Consolidating and securing working from home remains a focus
Research among 120 UK IT leaders by Computing Delta found that the majority of organisations increased their IT budgets in 2021, in part to cope with the pandemic, with most expecting levels to remain static (42 per cent) or rise (36 per cent) in 2022.
The study also covered spending priorities as organisations emerge slowly from the restrictions and seek to consolidate the gains achieved during the pandemic-induced forced march to mobility.
What will be the most likely focus of IT spending over the next three months?
The top item on the IT leaders' shopping list was cloud IaaS/PaaS services; next came end-user compute and then security software, all three of which make perfect sense in a world newly defined by remote working. In fourth place was storage, which was perhaps a little less expected.
"There are large volumes of data which will potentially be moved to the cloud," explained a head of IT in business services, who was also looking to "invest in a client data storage solution".
A CTO in finance said: "We are creating large volumes of data which requires more and more storage and also to be accessible from anywhere."
But the driver wasn't always about supporting a remote workforce or digital transformation, because for most organisations these considerations are layered on top of the existing purchasing and business cycles, with expensive infrastructure reaching end of life and needing to be replaced.
"This year includes an infrastructure refresh with EOL of existing SANs," reported an IT manager in a mid-sized business services firm, who had budgeted £200,000 for this project, a fairly typical figure for those aiming to upgrade storage infrastructure.
Organisations prioritising security were disproportionately found in the education sector, and with good reason. The targeting of education by ransomware gangs coupled with the vulnerabilities left by working from home means that extra staff, expertise and tools are required to secure a sector increasing reliant on online connectivity.
"We need extra personnel, experience and security tools as we are a prime target and have experienced a recent cyber attack," commented an IT manager at a university, which was in the process of initiating a multi-million pound programme to upgrade defences over the next 12 months.
In terms of enterprise systems, ERP was a priority for 6 per cent of the respondents with the same number plumping for CRM. Most focusing on these applications were doing so because of mergers and acquisitions, so not directly Covid-related. Budgets for these interventions ranged from £11,000 for a move to a cloud-based CRM by a small tech company, to a £10 million ERP consolidation after a merger of two healthcare companies, estimated to be more than 18 months' work.

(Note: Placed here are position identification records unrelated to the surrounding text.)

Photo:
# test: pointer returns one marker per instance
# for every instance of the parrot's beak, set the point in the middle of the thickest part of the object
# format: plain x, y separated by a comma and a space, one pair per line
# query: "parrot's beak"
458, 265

Smaller numbers of respondents (around 2 per cent each) were prioritising BI and HR, while 1 per cent picked analytics systems.
Interestingly, UCC systems (3 per cent) have fallen right down the rankings compared to when we asked this question last year (9 per cent). Presumably, organisations that needed to bolster their collaborative capabilities have now done so.
How will you identify potential partners and vendors for this project?
Eighty per cent said they had already identified vendors and partners to implement the planned projects, with 46 per cent planning to use incumbent suppliers.
The network effect is strong when selecting products and suppliers, with 43 per cent saying they look at what similar organisations are doing. Other information sources include market intelligence organisations, advice from consultancies and industry frameworks, such as the government's Digital Marketplace.
So who will be leading the projects identified by our respondents?
We often hear about the marketing department self-serving with CRM systems, or HR buying cloud staffing solutions with a credit card, but our research finds time and again that the vast majority of projects are still IT-led.
Seventy-two per cent of interventions will be led by IT alone, respondents said, with another 6 per cent being a combination of IT and another department.
This suggests that even when services are ‘outsourced' to cloud, for all but the simplest of applications there will always be security, integration and supplier management issues that only IT professionals are fully equipped to solve.
Indeed, IT's profile has unquestionably risen over the past year, and for good reason.
"We have resolved most of the issues arising from the pandemic, costs in many cases are falling having resolved the complex WFH issues. Kit is modern, staff are happy, wages are secure," said an IT manager in higher education.